De plus, Maître Picotin dans son réquisitoire contre la décision de la Présidente a déclaré qu’il avait fait venir de Bordeaux un membre du Conseil de l’Ordre des médecins pour démontrer la culpabilité de M. Lamy.

La Présidente a demandé à cet expert de prendre la parole. A la surprise générale, il n’était pas au courant qu’il y avait deux personnes accusées de pratique illégale de la médecine. Seul le cas de M. Lamy lui avait été présenté par Maître Picotin.

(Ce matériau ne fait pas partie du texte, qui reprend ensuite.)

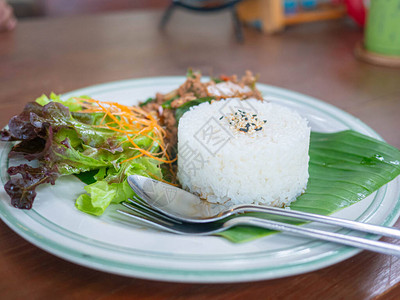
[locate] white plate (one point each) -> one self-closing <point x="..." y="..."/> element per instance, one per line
<point x="112" y="245"/>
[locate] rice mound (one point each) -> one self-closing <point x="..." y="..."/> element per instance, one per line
<point x="221" y="164"/>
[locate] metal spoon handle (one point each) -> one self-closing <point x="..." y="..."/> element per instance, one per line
<point x="348" y="240"/>
<point x="354" y="225"/>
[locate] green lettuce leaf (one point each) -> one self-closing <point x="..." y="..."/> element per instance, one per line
<point x="112" y="186"/>
<point x="345" y="167"/>
<point x="71" y="103"/>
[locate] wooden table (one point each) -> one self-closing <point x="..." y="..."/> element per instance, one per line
<point x="64" y="54"/>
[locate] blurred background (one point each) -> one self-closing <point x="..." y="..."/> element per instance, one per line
<point x="297" y="11"/>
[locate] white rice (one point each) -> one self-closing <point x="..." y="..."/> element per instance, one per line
<point x="220" y="164"/>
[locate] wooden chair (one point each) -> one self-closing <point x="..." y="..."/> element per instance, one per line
<point x="206" y="6"/>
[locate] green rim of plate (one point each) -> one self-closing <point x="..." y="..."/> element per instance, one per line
<point x="336" y="255"/>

Durant cette audience, nous avons assisté à un « show » de la part de Maître Picotin. Le procureur a même dû préciser à Maître Picotin que M. Lamy était présumé innocent.

Maître Picotin s’en est pris à Maître Sécheresse et a même tenté de déstabiliser M. Lamy afin de provoquer un incident avec lui.

Au final, c’est sous la huée des personnes venues au procès que M. Lamy et son avocate sont sortis de la salle d’audience.

Nous nous interrogeons aussi sur les activités de M. Picotin. En effet, on trouve M. Picotin, président du CCMM Aquitaine, association anti-sectes bien connue qui est financée par des fonds publiques, puis M. Picotin, président de l’association SFRAEM qui promeut l’activité d’exit councelling et enfin Maître Picotin qui propose l’exit councelling sur son site internet.